Wednesday, November 12, 2008

"let us not lose faith in market mechanisms to provide solutions"

Burton Malkiel gives the real answer right off the bat in the FT, and then veers off into a mechanistic explanation, i.e., it's the investments:

"As the world economy struggles to recover from the worst financial crisis since the Great Depression, we are reminded of the fundamental truth that every financial system depends on trust."

Trust. Very good.

"Market participants need to believe that the counterparties they deal with will fulfill their obligations. That trust has been severely damaged as our financial institutions have suffered life-threatening, self- inflicted wounds by purchasing over a trillion dollars of complex mortgage-backed securities, secured by dicey loans and financed on the thinnest of margins with short-term debt."

Problems:
1) Poor loans
2) Too little capital

All done? No.

"There is widespread understanding that the long-run solution must involve substantial deleveraging and recapitalization of our financial institutions. But there is also a popular view that the government should effectively regulate complex derivatives out of existence and impose stringent limitations on executive compensation to curb what critics have described as “the pervasive greed on Wall Street.”

Here, we agree. We need to deleverage and recapitalize, but not micromanage these investments.

After giving a good description of why CDS's are good investments, he says this:

"One problem was that the market mushroomed out of control. One could buy a CDS not only on bonds you owned but even on bonds you didn’t own. Speculators might bet that some risky company might default on its bonds even if they did not own the bonds. Hence the volume of CDS instruments became a multiple of the total value of the actual bonds that were being insured. In fact, the CDS market at its peak totaled over $60 trillion, far larger than the total bond market and almost four times larger than the total capitalisation of all the stocks traded on the New York Stock Exchange."

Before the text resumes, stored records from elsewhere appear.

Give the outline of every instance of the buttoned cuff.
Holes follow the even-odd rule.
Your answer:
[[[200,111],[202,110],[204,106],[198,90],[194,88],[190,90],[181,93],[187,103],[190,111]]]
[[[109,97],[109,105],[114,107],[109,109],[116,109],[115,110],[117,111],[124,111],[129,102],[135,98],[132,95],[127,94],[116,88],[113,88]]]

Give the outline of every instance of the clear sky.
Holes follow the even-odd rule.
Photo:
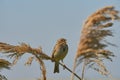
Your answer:
[[[20,42],[32,47],[41,46],[43,51],[51,55],[56,40],[64,37],[68,41],[69,53],[64,63],[72,68],[73,58],[77,50],[80,31],[85,19],[105,6],[114,5],[120,10],[119,0],[0,0],[0,42],[17,45]],[[106,61],[106,66],[113,77],[120,77],[120,24],[115,22],[113,32],[115,37],[108,38],[118,45],[109,47],[117,57],[113,62]],[[24,55],[12,70],[3,70],[8,80],[19,78],[38,78],[41,75],[39,65],[24,66],[28,54]],[[0,58],[4,58],[0,56]],[[11,60],[12,61],[12,60]],[[54,64],[45,61],[48,77],[68,77],[70,73],[60,67],[59,74],[53,74]],[[81,69],[78,69],[79,72]],[[80,74],[80,73],[78,73]],[[102,77],[93,70],[86,72],[86,77]],[[32,79],[29,79],[32,80]]]

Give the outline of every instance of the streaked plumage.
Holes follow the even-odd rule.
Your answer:
[[[52,58],[56,61],[54,67],[54,73],[59,73],[59,61],[65,58],[68,53],[68,45],[66,39],[61,38],[57,40],[57,43],[53,49]]]

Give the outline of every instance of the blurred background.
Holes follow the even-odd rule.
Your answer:
[[[96,10],[105,6],[115,6],[120,10],[119,0],[0,0],[0,42],[18,45],[21,42],[32,47],[42,47],[42,50],[51,56],[56,40],[63,37],[67,39],[69,52],[64,63],[72,69],[74,55],[80,40],[80,31],[85,19]],[[116,55],[113,62],[105,61],[105,65],[113,78],[120,78],[119,49],[120,24],[114,22],[114,37],[107,40],[118,47],[108,47]],[[41,75],[39,64],[33,61],[31,66],[24,66],[30,54],[23,55],[11,70],[3,70],[8,80],[35,80]],[[6,58],[0,54],[0,58]],[[7,59],[7,58],[6,58]],[[12,61],[12,59],[8,59]],[[51,80],[69,80],[71,73],[63,70],[54,74],[54,63],[45,61],[47,77]],[[77,68],[78,75],[81,68]],[[105,78],[93,70],[87,70],[86,78]],[[117,80],[117,79],[116,79]]]

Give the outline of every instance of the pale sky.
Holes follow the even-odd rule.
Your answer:
[[[69,52],[64,63],[72,68],[85,19],[97,9],[105,6],[114,5],[117,10],[120,10],[119,3],[119,0],[0,0],[0,42],[13,45],[25,42],[32,47],[41,46],[46,54],[51,55],[56,40],[64,37],[69,45]],[[120,72],[119,26],[119,22],[115,21],[112,28],[115,37],[108,38],[110,42],[118,45],[115,48],[109,47],[116,57],[113,58],[113,62],[106,61],[105,63],[113,77],[120,76],[118,74]],[[36,62],[33,62],[30,67],[24,66],[28,56],[30,55],[24,55],[11,70],[2,71],[8,80],[36,79],[41,75]],[[0,56],[0,58],[4,57]],[[59,74],[53,74],[54,64],[51,61],[45,61],[45,66],[47,77],[69,78],[71,75],[62,67],[60,67]],[[80,70],[80,68],[77,70],[78,74]],[[102,77],[91,69],[86,71],[85,76],[88,78]]]

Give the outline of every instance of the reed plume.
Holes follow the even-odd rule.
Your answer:
[[[10,69],[11,63],[5,59],[0,59],[0,71],[2,69]],[[0,74],[0,80],[7,80],[4,75]]]
[[[30,45],[21,43],[20,45],[14,46],[7,43],[0,42],[0,52],[7,54],[8,57],[14,58],[13,65],[19,60],[19,58],[25,54],[30,53],[33,56],[28,58],[26,65],[30,65],[33,59],[36,59],[40,64],[40,69],[42,71],[43,80],[46,80],[46,68],[43,60],[51,60],[51,58],[43,53],[41,48],[32,48]],[[9,67],[8,67],[9,68]]]
[[[85,21],[73,67],[73,72],[75,72],[75,68],[83,62],[82,79],[85,67],[92,68],[102,75],[109,75],[103,60],[112,61],[112,57],[115,55],[112,51],[107,50],[106,47],[115,45],[108,42],[105,38],[113,36],[113,32],[109,27],[113,26],[114,20],[120,19],[118,13],[113,6],[107,6],[97,10]],[[72,75],[71,80],[73,80],[73,77]]]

Now, using the great knowledge of Derivative Dribble, I can say that:
I don't consider these CDS's here mentioned investments, in my sense, so I wouldn't buy them, but they are useful for assessing the likelihood of investments defaulting. So they can have a use, even for someone who doesn't invest in them, like me.

"The CDS market linked financial institutions in such a way that systemic risks to the whole financial system were magnified. "

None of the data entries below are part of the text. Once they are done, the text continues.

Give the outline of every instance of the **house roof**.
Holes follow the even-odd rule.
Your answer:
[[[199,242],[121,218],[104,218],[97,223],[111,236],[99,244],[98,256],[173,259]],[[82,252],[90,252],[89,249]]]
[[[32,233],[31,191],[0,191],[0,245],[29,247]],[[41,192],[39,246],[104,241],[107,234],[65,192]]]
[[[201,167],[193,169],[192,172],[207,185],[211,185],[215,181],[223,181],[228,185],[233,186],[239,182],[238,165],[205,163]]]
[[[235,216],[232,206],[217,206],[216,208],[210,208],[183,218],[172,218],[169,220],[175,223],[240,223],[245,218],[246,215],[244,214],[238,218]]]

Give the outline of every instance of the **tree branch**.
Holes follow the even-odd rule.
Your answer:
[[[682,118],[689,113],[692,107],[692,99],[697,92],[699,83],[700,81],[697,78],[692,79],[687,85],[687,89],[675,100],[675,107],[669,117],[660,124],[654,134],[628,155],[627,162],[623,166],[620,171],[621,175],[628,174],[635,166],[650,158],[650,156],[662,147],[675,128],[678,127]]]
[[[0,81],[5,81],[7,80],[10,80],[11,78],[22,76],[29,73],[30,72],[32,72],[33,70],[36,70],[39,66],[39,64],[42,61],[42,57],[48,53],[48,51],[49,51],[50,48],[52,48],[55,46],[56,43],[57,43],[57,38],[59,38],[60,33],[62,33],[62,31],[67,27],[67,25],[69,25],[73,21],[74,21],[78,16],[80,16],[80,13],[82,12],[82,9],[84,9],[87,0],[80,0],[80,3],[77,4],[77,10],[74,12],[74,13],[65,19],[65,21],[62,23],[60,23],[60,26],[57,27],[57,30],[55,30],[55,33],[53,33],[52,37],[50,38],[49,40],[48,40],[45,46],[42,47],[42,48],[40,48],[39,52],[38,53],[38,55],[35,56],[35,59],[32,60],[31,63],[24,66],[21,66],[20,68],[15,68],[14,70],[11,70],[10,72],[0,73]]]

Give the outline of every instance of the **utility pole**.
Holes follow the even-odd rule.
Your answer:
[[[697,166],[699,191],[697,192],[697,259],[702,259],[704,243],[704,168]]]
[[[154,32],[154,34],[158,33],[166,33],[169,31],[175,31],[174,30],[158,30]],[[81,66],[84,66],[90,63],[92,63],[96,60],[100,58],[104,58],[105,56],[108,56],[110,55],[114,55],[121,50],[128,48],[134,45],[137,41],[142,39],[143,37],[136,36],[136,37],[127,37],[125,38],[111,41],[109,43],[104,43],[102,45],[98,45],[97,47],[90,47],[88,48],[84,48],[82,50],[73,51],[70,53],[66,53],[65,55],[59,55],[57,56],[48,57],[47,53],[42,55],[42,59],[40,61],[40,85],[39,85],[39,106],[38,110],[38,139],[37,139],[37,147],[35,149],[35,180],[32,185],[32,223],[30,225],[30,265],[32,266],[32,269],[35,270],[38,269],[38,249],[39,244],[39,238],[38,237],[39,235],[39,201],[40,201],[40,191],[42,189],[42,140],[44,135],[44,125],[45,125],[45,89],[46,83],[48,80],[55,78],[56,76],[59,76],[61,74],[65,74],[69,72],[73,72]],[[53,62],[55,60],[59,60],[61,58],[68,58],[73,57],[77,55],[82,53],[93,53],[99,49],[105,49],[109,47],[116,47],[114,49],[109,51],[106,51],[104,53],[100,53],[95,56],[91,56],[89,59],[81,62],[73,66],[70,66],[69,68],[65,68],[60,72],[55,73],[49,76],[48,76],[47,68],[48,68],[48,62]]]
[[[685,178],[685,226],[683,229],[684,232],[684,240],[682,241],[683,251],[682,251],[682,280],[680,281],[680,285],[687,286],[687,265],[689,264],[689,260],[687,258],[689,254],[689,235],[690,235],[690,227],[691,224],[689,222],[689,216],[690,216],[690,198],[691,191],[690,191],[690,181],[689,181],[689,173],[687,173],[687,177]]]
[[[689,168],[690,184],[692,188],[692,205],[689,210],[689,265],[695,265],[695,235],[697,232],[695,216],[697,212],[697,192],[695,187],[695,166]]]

There's no reason that this can't be measured like disaster insurance is.

"What we need is a shift from the current over-the-counter bilateral CDS market to an exchange-traded market. Contracts should be more “plain vanilla” and standardised. They should be fully collateralised and traded on a central exchange. A central clearing house, backed by capital contributions from the clearing members, should guarantee all contracts. The counterparty for each contract would be the clearing house. Contracts should be marked to the market at least daily and probably even more often. The transparent pricing and volume information provided by exchange trading should eliminate the opacity in the current system. While the new market may well reduce the profitability of current market participants, the advantages of greater liquidity, transparency, and safety should help make the entire financial system stronger, less opaque, and more trustworthy. Already the CME and ICE exchanges have been preparing plans for a CDS market based on these principles."

I agree with all this, but it's already been dealt with by poor loans and more capital.

"The second problem requiring a long-run solution concerns the perverse financial incentives inherent in the current system. It too can be handled without government-mandated compensation limits. Under present arrangements, executives of our financial institutions are often paid extremely large cash bonuses based on their attainment of annual profit goals. It is basically the same system by which hedge fund managers earn incentive payments amounting to a fixed percentage of the funds’ profits."

I would think that real moral hazard and fraud and fiduciary negligence would be more useful than limiting pay, but I do agree with limiting pay. I simply believe these individuals aren't worth the money they're receiving. Period.

"While there have clearly been market failures involved in the current crisis, let us not lose faith in market mechanisms to provide solutions. The US financial markets are the most flexible and innovative in the world and, for all their current problems, they have helped make America an innovation machine. Weakening those markets to calm short-term disruptions would be a serious mistake."

Can't disagree with that. Once again, the problem was solved very easily right at the beginning of the post.